Diesel Generators, Amazon and Cloud Computing
By Jim Lundy
There have been numerous accounts of what went wrong in Amazon’s Virgina Cloud Data Center last week. Diesel Generators, always important, are emerging as a vital part of the Cloud Computing story.
It is often easy to blame anyone but yourself when things go wrong during a power outage. This is certainly true for PaaS providers that want to convince users to shift to using their Cloud platform. We are not here to pass judgement on Amazon or others, but rather to discuss the issues that arose and how people can avoid them. The topic has to do with Power and what happens when the main power grid goes offline and you need backup power, such as diesel generators.
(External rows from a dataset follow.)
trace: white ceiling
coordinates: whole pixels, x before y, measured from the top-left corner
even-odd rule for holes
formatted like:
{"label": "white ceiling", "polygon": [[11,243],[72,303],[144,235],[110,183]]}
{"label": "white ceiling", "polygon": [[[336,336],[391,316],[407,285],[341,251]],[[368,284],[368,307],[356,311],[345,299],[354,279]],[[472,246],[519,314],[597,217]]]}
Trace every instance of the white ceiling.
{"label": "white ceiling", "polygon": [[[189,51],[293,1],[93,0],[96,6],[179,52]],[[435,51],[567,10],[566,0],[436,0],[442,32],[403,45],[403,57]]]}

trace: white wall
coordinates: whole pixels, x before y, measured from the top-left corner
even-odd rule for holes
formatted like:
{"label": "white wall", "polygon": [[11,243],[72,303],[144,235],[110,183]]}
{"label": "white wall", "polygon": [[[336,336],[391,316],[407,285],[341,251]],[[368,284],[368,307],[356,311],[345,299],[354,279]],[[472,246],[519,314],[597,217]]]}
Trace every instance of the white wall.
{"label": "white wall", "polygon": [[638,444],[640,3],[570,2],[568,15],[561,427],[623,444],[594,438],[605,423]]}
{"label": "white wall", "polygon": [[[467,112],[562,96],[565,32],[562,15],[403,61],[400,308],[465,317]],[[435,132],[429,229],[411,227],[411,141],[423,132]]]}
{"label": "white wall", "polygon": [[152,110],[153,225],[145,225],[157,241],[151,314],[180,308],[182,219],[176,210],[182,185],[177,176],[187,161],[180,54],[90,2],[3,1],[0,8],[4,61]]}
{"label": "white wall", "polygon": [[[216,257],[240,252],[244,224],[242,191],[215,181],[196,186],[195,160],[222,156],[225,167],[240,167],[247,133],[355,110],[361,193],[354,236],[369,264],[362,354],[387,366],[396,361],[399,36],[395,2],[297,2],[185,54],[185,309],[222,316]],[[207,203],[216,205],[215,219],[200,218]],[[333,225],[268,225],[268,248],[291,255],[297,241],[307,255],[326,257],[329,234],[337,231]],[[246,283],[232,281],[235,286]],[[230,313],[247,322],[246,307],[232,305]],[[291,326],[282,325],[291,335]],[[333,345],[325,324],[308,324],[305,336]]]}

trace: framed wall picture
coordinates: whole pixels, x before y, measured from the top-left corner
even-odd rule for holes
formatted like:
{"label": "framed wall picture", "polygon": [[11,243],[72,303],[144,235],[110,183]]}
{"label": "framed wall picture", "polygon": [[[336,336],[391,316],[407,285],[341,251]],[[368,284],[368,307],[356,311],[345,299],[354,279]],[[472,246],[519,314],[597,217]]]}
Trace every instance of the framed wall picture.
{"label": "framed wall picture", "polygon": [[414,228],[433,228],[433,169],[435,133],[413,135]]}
First, while Amazon was not down for that long, many of their customers who run SaaS applications were. The situation, which to Amazon’s credit they described in detail, was avoidable.
This is why Cloud data center Disaster Backup and Recovery systems need to be tested and re-tested. This isn’t the first time this year or in the last two years that there have been problems at this particular Amazon facility.
Any IT Pro that runs a data center knows that staying online is critical. Being able to have Diesel generators come online quickly (with UPS power in the interim), is basic and fundamental. Planning for and being prepared for worst case scenarios is also critical and this is where Amazon seems to have had problems.
While Amazon is recommending that enterprises have their configurations set-up so that their sites are mirrored via other Amazon Data Centers, the issue is that this Data Center could have stayed online.
From this situation, there are lessons learned for enterprises who are evaluating PaaS Cloud providers.
1. Basic Infrastructure. Does the data center have the right equipment, including basics such as strong enough circuit breakers to be able to handle power surges that can occur, particularly during electrical storms. How often are the base components tested? What maintenance is done on the generators, including their cooling systems (e.g. fans)? When it comes to this level of evaluation, this is crossing over from IT expertise to one of commercial building and power operations. This includes uptime and reliability for diesel generators.
2. Backup Power Compliance Testing. How long can said data center run on backup power before it fails? How well doe the backup systems work when having to go back and forth during power outages and voltage spikes? What are the operational certifications and checks that are done on a regular basis to verify backup system readiness?
2. Operations Staff. How well trained are the staff in being ready to deal with these issues. This is similar to flying a plane. Running a highly automated data center often means it is a hands-off operation, but when things go wrong, trained and competent staff need to step in.
What this all means is that we are still in the early days of Cloud. Enterprises that need to have the same kind of uptime that they have designed into their current data centers will have to examine PaaS providers with a higher level of scrutiny. Operational sandbox testing for worst case scenarios is critical. One thing is clear: highly reliable Cloud PaaS Services that have highly reliable online backup (including diesel generators) will not be cheap.